Referring to the above drawings, the configuration of the exercise apparatus for helping growth through stretching and stimulation of the knee joint area according to the present invention will be described.
The present invention generally comprises the main body 10 that forms the external body to provide a space for various components and electrical components to be mounted and includes the upper and lower limb holders 13, 15 that have a shape that is open on the front and back surfaces and the upper surface so as to accommodate the thigh (t) and calf (c) of the user's body, respectively; the cuffs 30 that are installed in the main body 10 and temporarily constrain and fix the thigh (t) and calf (c) among the body parts of the user, using air pressure; the stretching module 50 that adjusts the gap between the upper limb holder 13 and the lower limb holder 15, using air pressure and the return spring 55; the popliteal stimulation module 70 that applies vibration stimulation or electrical stimulation to the popliteal part, which is the back of the knee, among the body parts of the user; and finally, the controller 90 that is a control element for controlling the operation.
The main body 10 includes the base plate 11 having a plate shape to be placed on the floor, and the upper limb holder 13 and the lower limb holder 15 that are provided above the base plate 11 and assembled so as to be slidingly movable in forward and backward directions.
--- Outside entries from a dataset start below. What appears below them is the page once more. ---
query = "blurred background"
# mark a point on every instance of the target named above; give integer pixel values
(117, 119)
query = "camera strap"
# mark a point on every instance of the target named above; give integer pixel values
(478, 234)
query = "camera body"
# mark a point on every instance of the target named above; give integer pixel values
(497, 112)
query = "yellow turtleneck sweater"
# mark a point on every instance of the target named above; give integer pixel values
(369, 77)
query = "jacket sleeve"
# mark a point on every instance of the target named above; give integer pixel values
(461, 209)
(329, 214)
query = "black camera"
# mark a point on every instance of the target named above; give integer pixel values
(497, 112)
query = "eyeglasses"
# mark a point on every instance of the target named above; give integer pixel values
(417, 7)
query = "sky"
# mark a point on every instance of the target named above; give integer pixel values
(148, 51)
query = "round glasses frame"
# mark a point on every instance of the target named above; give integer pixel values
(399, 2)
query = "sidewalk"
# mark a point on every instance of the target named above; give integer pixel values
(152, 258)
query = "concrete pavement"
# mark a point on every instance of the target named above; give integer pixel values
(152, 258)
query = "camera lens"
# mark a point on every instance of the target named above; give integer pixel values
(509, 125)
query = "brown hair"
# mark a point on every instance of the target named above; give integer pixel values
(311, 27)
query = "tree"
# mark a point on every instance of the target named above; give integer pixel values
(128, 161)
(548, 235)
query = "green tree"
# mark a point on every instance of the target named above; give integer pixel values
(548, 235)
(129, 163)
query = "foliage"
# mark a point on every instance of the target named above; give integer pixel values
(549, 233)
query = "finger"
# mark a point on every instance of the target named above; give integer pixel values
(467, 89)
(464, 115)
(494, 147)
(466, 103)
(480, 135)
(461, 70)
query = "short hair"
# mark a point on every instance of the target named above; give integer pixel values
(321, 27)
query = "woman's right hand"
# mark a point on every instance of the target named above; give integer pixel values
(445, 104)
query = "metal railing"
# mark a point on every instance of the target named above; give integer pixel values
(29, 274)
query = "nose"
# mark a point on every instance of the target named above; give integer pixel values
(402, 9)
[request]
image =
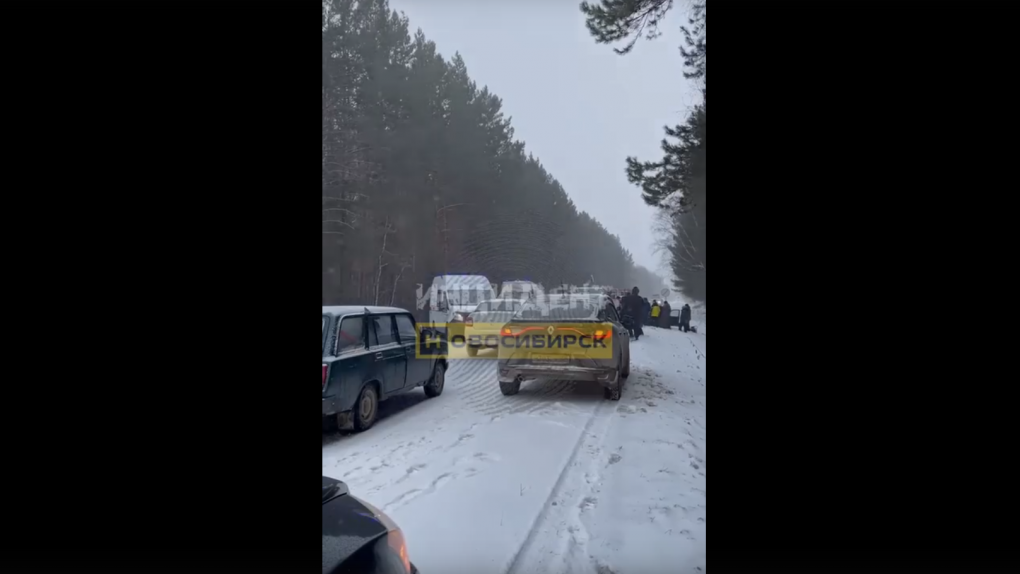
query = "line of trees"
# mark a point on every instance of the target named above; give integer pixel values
(421, 175)
(676, 184)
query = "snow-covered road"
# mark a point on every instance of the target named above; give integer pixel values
(554, 479)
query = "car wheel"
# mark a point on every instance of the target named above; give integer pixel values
(329, 424)
(366, 409)
(508, 388)
(611, 394)
(614, 394)
(435, 385)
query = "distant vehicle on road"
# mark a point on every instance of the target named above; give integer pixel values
(521, 291)
(359, 537)
(522, 363)
(369, 354)
(481, 329)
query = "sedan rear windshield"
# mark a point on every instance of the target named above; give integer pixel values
(560, 309)
(502, 305)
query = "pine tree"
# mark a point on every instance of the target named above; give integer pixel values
(677, 181)
(421, 174)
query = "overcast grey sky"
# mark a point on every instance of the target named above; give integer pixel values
(577, 106)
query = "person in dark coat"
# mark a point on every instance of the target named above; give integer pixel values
(631, 305)
(664, 315)
(685, 318)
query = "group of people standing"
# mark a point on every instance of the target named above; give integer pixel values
(638, 311)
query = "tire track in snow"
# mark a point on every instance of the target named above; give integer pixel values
(594, 428)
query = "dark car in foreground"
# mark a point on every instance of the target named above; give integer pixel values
(357, 537)
(369, 354)
(563, 316)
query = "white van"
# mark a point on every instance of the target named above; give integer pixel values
(453, 298)
(521, 291)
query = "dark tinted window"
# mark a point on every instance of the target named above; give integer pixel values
(405, 327)
(381, 332)
(351, 335)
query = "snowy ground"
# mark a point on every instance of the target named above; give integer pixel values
(555, 479)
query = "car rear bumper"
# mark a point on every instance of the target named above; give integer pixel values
(604, 376)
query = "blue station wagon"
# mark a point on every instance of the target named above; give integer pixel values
(368, 356)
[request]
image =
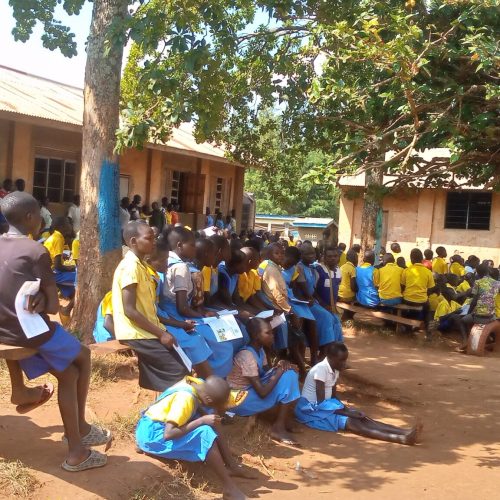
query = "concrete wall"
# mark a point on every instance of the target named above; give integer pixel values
(149, 171)
(417, 220)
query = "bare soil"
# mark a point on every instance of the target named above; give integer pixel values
(394, 378)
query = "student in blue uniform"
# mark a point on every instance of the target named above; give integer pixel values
(193, 344)
(180, 425)
(367, 294)
(328, 324)
(320, 409)
(183, 297)
(277, 387)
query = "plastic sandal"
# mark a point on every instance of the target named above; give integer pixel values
(93, 461)
(97, 436)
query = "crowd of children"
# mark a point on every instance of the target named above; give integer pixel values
(173, 281)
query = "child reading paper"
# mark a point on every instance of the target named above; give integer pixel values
(278, 387)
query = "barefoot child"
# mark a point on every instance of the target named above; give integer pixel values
(320, 409)
(266, 389)
(178, 426)
(58, 352)
(134, 313)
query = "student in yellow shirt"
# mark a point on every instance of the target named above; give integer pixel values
(388, 281)
(134, 313)
(348, 287)
(457, 265)
(446, 312)
(418, 283)
(439, 265)
(174, 428)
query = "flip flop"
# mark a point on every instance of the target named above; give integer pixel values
(47, 392)
(97, 436)
(93, 461)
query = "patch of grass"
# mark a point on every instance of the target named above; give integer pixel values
(16, 479)
(179, 486)
(106, 368)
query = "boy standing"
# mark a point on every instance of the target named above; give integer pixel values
(58, 352)
(134, 313)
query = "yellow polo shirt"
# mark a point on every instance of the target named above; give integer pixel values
(55, 245)
(417, 279)
(131, 270)
(388, 281)
(439, 266)
(445, 307)
(457, 268)
(348, 271)
(249, 284)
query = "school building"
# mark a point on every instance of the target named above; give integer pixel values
(41, 142)
(462, 218)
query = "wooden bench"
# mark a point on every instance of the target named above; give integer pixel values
(14, 353)
(109, 347)
(478, 338)
(397, 318)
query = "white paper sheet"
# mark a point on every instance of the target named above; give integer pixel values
(278, 320)
(187, 362)
(31, 323)
(265, 314)
(224, 327)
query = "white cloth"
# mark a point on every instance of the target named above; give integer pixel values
(124, 217)
(74, 215)
(47, 217)
(324, 372)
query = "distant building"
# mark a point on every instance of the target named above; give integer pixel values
(41, 142)
(463, 218)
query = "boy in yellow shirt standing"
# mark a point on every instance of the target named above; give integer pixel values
(348, 287)
(439, 265)
(418, 283)
(388, 281)
(134, 313)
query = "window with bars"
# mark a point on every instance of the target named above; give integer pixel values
(55, 178)
(468, 210)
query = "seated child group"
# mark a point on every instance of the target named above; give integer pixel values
(282, 349)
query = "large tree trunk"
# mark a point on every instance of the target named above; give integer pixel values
(371, 207)
(99, 185)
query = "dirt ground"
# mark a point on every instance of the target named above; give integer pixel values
(397, 379)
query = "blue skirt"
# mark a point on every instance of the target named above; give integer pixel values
(221, 357)
(281, 332)
(328, 325)
(193, 343)
(285, 391)
(321, 416)
(192, 447)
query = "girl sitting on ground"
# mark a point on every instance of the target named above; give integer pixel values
(266, 389)
(320, 409)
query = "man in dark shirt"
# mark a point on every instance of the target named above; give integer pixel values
(58, 352)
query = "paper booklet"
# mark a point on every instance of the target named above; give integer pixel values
(187, 362)
(224, 327)
(31, 323)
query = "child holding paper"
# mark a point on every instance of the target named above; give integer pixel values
(183, 300)
(58, 352)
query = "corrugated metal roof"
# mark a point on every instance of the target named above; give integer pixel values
(358, 180)
(29, 95)
(320, 222)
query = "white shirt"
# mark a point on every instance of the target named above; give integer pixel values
(322, 371)
(46, 216)
(74, 215)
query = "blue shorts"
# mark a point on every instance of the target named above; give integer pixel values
(55, 355)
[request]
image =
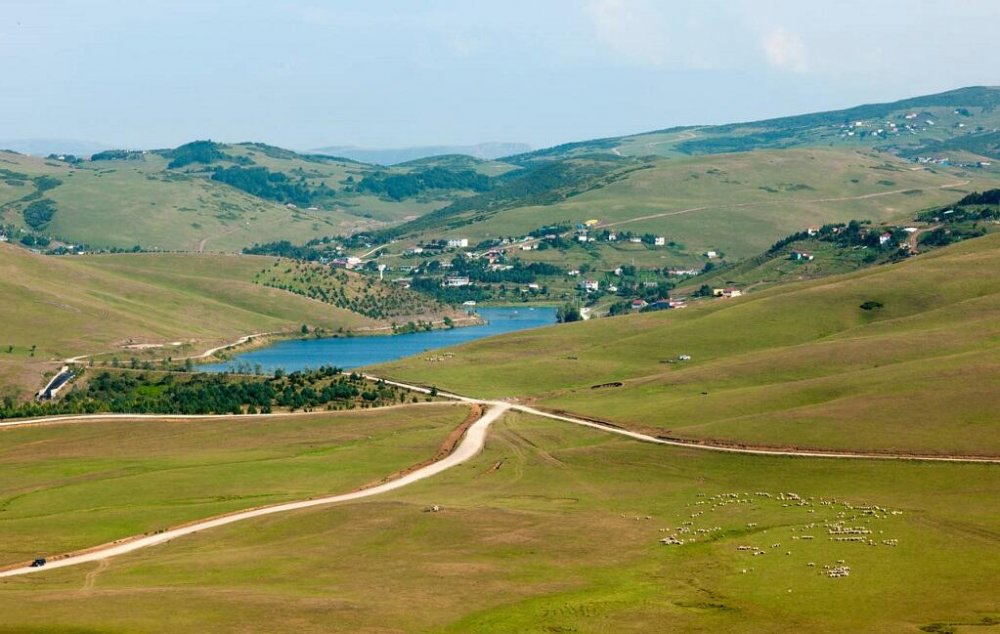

The base plate 11 is provided in a plate shape by injection-molding a synthetic resin material. Anti-slip pads or protrusions made of a friction material for preventing slip are provided on the lower surface of the base plate 11. A plurality of rail grooves (not signed) are formed in the longitudinal direction above the base plate 11 to guide the upper and lower limb holders 13, 15 (to be described below) in the forward and backward directions.
The upper limb holder 13 is formed with corresponding rail protrusions (not signed) that are seated above the base plate 11 and are fitted into the rail grooves so as to allow slide movement. The upper limb holder 13 has a shape that is open on the upper surface and the front and back surfaces so as to accommodate the thigh (t) among the user's body parts.
The lower limb holder 15 is disposed at a distance on one side of the upper limb holder 13, likewise slidingly fitted into the rail grooves of the base plate 11 and is provided to be displaceable in the forward and backward directions, and has a shape that is open on the upper surface and the front and back surfaces so as to accommodate the calf (c) among the user's body parts.
The upper and lower limb holders 13, 15 are moved close to each other or moved apart from each other in opposite directions by the stretching module 50 to be described below, thereby exerting a traction force on the user's thigh (t) and calf (c).
The cuffs 30 are elements that are respectively provided inside the upper limb holder 13 and the lower limb holder 15 and tightly press, constrain, and fix the thigh (t) and calf (c) using air pressure. The upper limb air cell 33 and the upper limb close contact pad 37 are provided inside the upper limb holder 13. The lower limb air cell 35 and the lower limb close contact pad 39 are provided inside the lower limb holder 15.
The upper limb air cell 33 is a kind of airbag that is pipe-connected to the first air pump 31 and is inflated by being supplied with air pressure. The upper limb air cell 33 may be bonded and fixed to the inner side of the upper limb holder 13 and be inflated in the form of wrapping the back and both sides of the thigh (t) of the body when air pressure is supplied. The upper limb air cell 33 is configured to be pipe-connected to the first solenoid valve 32 to exhaust the filled air pressure to the outside. In this case, the first solenoid valve 32 is configured to be operated by receiving a control signal from the controller 90 to be described below. Since this configuration is carried out by the known technique, detailed descriptions will be omitted.
The upper limb close contact pad 37 is a sealed pocket-like member that is integrally provided on the inner side of the upper limb air cell 33 and has flexibility and elasticity. The interior of the upper limb close contact pad 37 is filled with 30 to 90% of the fluid substance in a liquid, gel, or granular state. When an external force is applied to such an upper limb close contact pad 37, the internal fluid substance is easily moved, and shape displacement occurs easily. The upper limb close contact pad 37 is deformed so that the internal fluid substance flows along the curved surface of the thigh (t) when the upper limb air cell 33 is inflated in a state in which the user's thigh (t) is accommodated therein. That is, since the upper limb air cell 33 is provided in the form of a tube made of synthetic resin fabric, there is a disadvantage in that the upper limb air cell 33 does not generate a uniform pressing force in response to the curved surface of the body when inflated by air pressure.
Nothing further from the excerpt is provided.